But where it becomes a problem is that monocropping doesn't allow for a diversity of species to exist. And I'm talking about both plant species, flora, and fauna or native bees. So by creating these monocrops, it actually mandates that you have to bring pollinators in to pollinate whichever crop you're growing. 

Almonds are a really good example here in the United States, and pollination is actually going on right now. It starts in early February, runs through the entire month of February and there are millions of honey bee hives that are trucked on 18-wheelers across the United States everywhere from Florida to New York.  Folks bring pollinators into the almond crops for pollination. It's very difficult for native species of bees to survive and thrive in these areas because there's nothing else for the bees to feed on. And you couldn't leave honey bees in that area, because again, there's only this almond bloom that occurs in this monocrop system. And so it necessitates the moving of bees, which can very easily spread disease and pests that are detrimental to honey bee health but also very quickly wipes out other bee species who wouldn't be able to exist in that area because of the monocropping. 

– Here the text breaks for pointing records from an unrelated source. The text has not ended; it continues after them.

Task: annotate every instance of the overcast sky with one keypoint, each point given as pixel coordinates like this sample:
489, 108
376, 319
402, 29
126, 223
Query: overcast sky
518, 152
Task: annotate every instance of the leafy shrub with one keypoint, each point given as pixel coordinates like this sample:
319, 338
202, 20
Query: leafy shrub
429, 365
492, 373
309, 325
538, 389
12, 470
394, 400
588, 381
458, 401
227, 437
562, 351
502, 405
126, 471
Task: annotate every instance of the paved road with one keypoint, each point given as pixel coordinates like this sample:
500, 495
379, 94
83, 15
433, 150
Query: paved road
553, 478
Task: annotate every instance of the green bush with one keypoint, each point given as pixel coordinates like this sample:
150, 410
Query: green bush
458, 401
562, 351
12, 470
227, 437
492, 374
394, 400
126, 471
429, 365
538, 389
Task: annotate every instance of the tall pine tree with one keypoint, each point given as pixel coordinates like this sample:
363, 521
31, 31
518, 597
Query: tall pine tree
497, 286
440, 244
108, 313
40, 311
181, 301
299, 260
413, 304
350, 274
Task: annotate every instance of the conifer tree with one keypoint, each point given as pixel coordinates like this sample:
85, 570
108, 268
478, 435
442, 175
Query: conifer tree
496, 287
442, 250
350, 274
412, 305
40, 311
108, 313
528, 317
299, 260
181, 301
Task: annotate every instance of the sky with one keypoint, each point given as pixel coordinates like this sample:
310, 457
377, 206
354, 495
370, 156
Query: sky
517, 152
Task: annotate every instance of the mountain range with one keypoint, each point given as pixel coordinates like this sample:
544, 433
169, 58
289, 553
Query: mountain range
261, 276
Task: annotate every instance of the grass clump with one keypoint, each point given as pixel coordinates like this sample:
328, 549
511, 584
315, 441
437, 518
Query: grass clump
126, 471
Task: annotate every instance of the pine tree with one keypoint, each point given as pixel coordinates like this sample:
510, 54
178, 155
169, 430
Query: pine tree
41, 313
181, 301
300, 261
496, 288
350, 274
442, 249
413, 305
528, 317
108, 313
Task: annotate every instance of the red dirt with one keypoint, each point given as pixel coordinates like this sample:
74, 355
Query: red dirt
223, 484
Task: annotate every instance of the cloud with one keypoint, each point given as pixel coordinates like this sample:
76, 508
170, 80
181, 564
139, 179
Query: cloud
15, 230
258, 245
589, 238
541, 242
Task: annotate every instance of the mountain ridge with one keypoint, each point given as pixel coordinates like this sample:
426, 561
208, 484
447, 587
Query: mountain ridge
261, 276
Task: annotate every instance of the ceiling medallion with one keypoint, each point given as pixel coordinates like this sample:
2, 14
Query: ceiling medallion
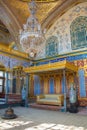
40, 1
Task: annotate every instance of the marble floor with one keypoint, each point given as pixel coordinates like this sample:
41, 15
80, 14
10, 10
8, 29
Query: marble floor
36, 119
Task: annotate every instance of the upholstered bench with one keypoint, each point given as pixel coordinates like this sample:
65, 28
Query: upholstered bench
50, 99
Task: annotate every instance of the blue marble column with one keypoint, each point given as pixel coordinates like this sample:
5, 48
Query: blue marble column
27, 89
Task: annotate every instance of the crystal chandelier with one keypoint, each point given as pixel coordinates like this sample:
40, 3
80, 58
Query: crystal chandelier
31, 35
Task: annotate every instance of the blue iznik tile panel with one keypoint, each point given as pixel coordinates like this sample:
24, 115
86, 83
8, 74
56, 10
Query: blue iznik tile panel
11, 62
78, 31
51, 46
70, 30
68, 58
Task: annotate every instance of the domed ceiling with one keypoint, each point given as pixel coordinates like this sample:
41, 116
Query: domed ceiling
14, 13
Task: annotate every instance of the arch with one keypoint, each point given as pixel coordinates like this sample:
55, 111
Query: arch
51, 46
78, 31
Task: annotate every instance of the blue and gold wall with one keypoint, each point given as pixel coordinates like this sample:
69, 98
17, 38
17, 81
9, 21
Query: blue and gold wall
66, 39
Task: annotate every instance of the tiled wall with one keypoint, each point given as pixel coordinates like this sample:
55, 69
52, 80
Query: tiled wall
61, 30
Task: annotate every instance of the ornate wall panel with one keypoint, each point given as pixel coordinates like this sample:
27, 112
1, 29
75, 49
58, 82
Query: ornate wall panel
51, 46
78, 31
11, 62
61, 29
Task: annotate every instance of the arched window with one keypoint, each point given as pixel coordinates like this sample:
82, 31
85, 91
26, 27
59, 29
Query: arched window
78, 31
51, 46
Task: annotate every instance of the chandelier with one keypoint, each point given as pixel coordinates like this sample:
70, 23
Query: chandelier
31, 35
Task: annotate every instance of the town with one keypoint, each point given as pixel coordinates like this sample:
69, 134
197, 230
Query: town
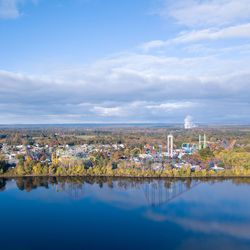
129, 152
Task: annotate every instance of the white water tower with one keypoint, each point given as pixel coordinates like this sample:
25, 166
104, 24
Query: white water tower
170, 146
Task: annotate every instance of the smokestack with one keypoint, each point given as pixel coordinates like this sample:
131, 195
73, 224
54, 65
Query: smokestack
188, 122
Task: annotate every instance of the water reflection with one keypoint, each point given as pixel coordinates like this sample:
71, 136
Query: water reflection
156, 191
182, 213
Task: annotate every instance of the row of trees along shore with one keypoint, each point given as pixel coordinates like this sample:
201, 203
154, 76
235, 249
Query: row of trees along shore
235, 162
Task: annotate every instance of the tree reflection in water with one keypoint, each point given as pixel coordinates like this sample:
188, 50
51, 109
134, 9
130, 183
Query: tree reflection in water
157, 191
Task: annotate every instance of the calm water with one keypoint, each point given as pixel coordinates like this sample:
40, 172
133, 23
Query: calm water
102, 213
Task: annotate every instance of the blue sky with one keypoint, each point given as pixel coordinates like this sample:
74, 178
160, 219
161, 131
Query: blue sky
66, 61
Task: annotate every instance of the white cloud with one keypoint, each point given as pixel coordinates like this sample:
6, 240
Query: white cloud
172, 106
194, 13
233, 32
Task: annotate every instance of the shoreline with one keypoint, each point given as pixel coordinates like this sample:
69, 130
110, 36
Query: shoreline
136, 177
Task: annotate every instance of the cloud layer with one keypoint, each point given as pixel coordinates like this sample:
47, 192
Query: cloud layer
202, 71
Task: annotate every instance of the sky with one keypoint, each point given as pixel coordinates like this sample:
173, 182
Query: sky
124, 61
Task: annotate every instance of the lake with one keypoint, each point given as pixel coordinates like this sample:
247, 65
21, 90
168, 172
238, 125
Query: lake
107, 213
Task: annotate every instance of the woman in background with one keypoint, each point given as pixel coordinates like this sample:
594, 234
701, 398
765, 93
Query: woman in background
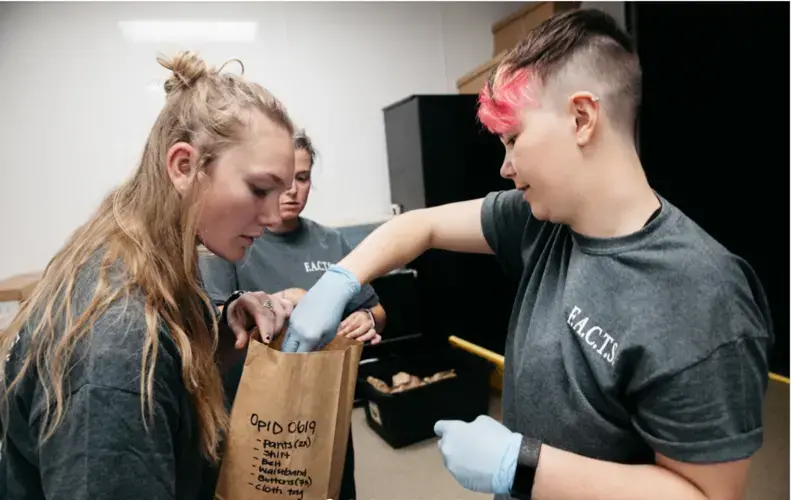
111, 380
287, 260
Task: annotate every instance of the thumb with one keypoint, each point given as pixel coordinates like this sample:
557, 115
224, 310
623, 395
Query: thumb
290, 343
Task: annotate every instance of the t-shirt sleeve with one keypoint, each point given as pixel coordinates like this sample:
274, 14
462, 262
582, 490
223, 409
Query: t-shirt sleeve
504, 218
711, 411
366, 298
219, 277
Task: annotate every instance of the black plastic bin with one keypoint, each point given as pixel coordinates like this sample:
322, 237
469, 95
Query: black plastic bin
408, 417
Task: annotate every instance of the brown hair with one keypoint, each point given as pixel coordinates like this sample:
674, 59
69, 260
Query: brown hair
589, 39
151, 230
303, 142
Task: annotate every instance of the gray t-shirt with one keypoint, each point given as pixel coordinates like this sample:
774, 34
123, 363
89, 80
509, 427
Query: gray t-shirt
622, 347
101, 449
276, 262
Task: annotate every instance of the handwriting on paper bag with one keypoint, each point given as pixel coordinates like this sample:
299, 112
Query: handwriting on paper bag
272, 457
273, 426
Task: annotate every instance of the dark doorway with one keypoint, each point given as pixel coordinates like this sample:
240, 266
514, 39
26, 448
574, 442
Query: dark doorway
714, 129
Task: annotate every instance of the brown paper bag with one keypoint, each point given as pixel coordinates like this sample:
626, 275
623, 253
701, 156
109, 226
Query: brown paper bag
290, 423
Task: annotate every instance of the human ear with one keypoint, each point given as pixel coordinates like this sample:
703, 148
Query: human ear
584, 108
180, 162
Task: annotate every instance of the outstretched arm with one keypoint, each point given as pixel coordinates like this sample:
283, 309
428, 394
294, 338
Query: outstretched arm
456, 227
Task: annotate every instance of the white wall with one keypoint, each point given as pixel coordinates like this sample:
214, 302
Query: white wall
77, 98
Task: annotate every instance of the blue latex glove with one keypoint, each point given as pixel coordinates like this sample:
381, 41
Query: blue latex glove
481, 455
314, 322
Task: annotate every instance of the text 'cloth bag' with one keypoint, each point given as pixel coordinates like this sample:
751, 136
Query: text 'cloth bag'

On top of that, monocrops are often treated with pesticides and chemicals because that's what happens when you don't have a diverse balance of species in agroforestry systems, you rely on chemicals to keep this monocrop alive. And so not only are we imposing our will on the ecology in the flora sense, but we're imposing our will on the honeybee by sort of forcing this migration and this forced pollination of bands. And then those bees are trucked across the US to continue pollinating our food system. 

So when we talk about bees pollinating one in four bites of food in the United States, that's not false information. But it's information that's missing a key component to me, and that's that it doesn't have to be this way. There are a lot of other ways that we could be in relationship with honeybees in relationship with the ecology around us. And learning from the people who are Indigenous to these different bioregions how to best support a balanced ecology that fosters both native and honeybee species, rather than this sort of imposed superior will of mass pollination events. 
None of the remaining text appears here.